Lorenzo in America non tesseva più fili d'erba con le dita, ma tesseva amicizie. Entrò prestissimo a lavorare alla costruzione delle linee ferroviarie a Chicago; prima fu un lavoratore come tanti, poi qualcuno notò, che tutto veniva da lui annotato su di un bianco taccuino, tutto preciso, rigorosamente preciso ed in una lingua, la lingua parlata in America, perfetta. Lorenzo ben presto scalò la gerarchia nella compagnia. Da lì per lui si aprirono grandi soddisfazioni, gli venne affidata una squadra: era lui adesso ad organizzare il lavoro per tutti.

Passarono venti anni. Lorenzo per tutto quel tempo aveva mantenuto nel cuore un sogno - forse i sogni per lui erano linfa vitale - tornare in Italia, stringere al collo Agnese e regalarle il sogno promesso, dire addio a una vita di stenti.

Agnese oramai era vecchia, stanca; stringeva tra le rugose e callose mani le lettere del figlio, lettere che niente avevano di intimo, ma narrate da chi ben istruito le leggeva per lei. La corrispondenza di quegli anni era priva di intime parole: quelle dolci si celavano, pudiche, chiuse, nel cuore di ognuno.

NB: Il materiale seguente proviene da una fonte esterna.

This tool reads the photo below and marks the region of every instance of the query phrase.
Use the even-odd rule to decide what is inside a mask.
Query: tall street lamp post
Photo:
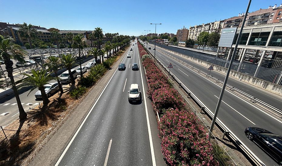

Non potevi consegnare i tuoi sentimenti a un foglio di carta: quel foglio sarebbe passato di mano in mano, di occhio in occhio, di giudizio in giudizio; così ognuno si limitava a scrivere: "Qui tutto bene; il tempo ci tratta male; il caldo è tanto forte come mai successo sulle nostre colline” oppure “Qui la neve ha raggiunto le abitazioni, spaliamo per fare un varco che ci porti nelle nostre case". Ciò che veniva chiesto ai congiunti in Italia era la preoccupazione del raccolto, quella era la priorità assoluta. Che cosa pensassero davanti a notizie foriere di vita, di morte, di feste patronali, di momento di svago e d'ilarità non è dato sapere. I sentimenti ognuno li teneva per sé, quasi privo della facoltà di esprimere il proprio io interiore: come dire che moriva d'amore per la moglie lontana? Come dire che avrebbe voluto stringere tra le braccia e assaporare il profumo delle lenzuola appena lavate al torrente e forse mangiare del pane appena sfornato? Come dire che quel paese distrutto lo portava nel cuore?...come poteva un uomo ai primi del ‘900 mostrare tanta dolcezza e sensibilità? A quell’uomo erano richiesti forza e coraggio; l’amore non era contemplato.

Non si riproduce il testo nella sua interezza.